The researchers did a trial with one hundred and fifty test subjects, divided into four groups. The Bagel-group got a breakfast each morning that consisted of bagels - rolls containing little fat and made from white flour. The Egg-group ate scrambled egg made from two eggs for breakfast.

Both groups tried to lose weight by reducing their calorie intake.

The dieters that ate eggs for breakfast lost weight more quickly during the eight weeks of the trial, as you can see below.

Weight loss better with eggs for breakfast

Compared with the dieting bagel-eaters, the dieting egg-eaters lost sixty percent more of their BMI, sixty percent more weight, thirty percent more from their waist measurement and sixteen percent more body fat. [Hmm – but that would mean that the egg-eaters also lose more fat-free mass… That's not so good, is it?]
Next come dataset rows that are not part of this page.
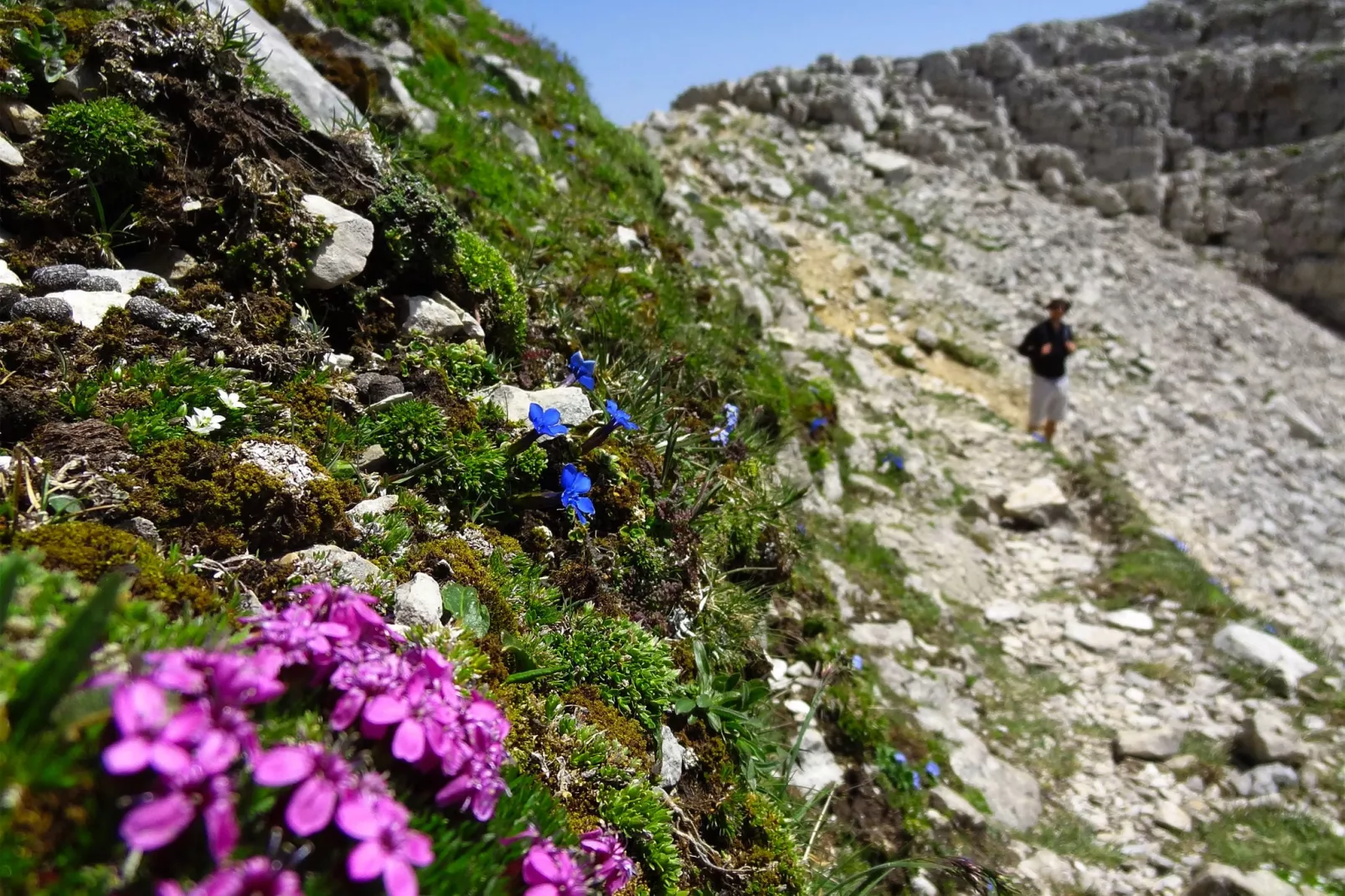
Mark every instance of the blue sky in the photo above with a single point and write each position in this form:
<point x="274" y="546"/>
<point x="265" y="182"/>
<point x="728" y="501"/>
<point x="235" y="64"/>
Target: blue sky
<point x="639" y="54"/>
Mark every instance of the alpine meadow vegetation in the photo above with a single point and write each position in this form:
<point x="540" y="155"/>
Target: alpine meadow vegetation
<point x="299" y="598"/>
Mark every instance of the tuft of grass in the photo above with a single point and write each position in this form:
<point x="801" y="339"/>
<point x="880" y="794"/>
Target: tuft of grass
<point x="1252" y="836"/>
<point x="1067" y="834"/>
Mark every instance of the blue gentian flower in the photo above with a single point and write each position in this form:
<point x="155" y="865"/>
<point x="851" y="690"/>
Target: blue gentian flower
<point x="546" y="423"/>
<point x="730" y="423"/>
<point x="581" y="372"/>
<point x="619" y="417"/>
<point x="575" y="487"/>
The researchers do not believe that the egg-eaters lost weight more easily because they consumed more protein. At each breakfast, they write, the egg-eaters consumed a few grams more protein than the bagel-eaters. But those few grams could never have so much effect. The researchers think that there is something in eggs that provides a feeling of satiety and that as a result, egg eaters also eat less at lunch.

One egg contains 213 mg cholesterol. But the cholesterol levels of the egg-eaters did not get worse, the researchers discovered.

The research looks like a Good News Show for eggs. No wonder that the egg world publicised the contents of the research so eagerly, long before the results were published in the International Journal of Obesity. And why the sector was so enthusiastic about the study is obvious of course: the sector, in the form of the American Egg Board, paid for the research itself. And he who pays the piper calls the tune.

Sources:
Int J Obes (Lond). 2008 Aug 5. [Epub ahead of print].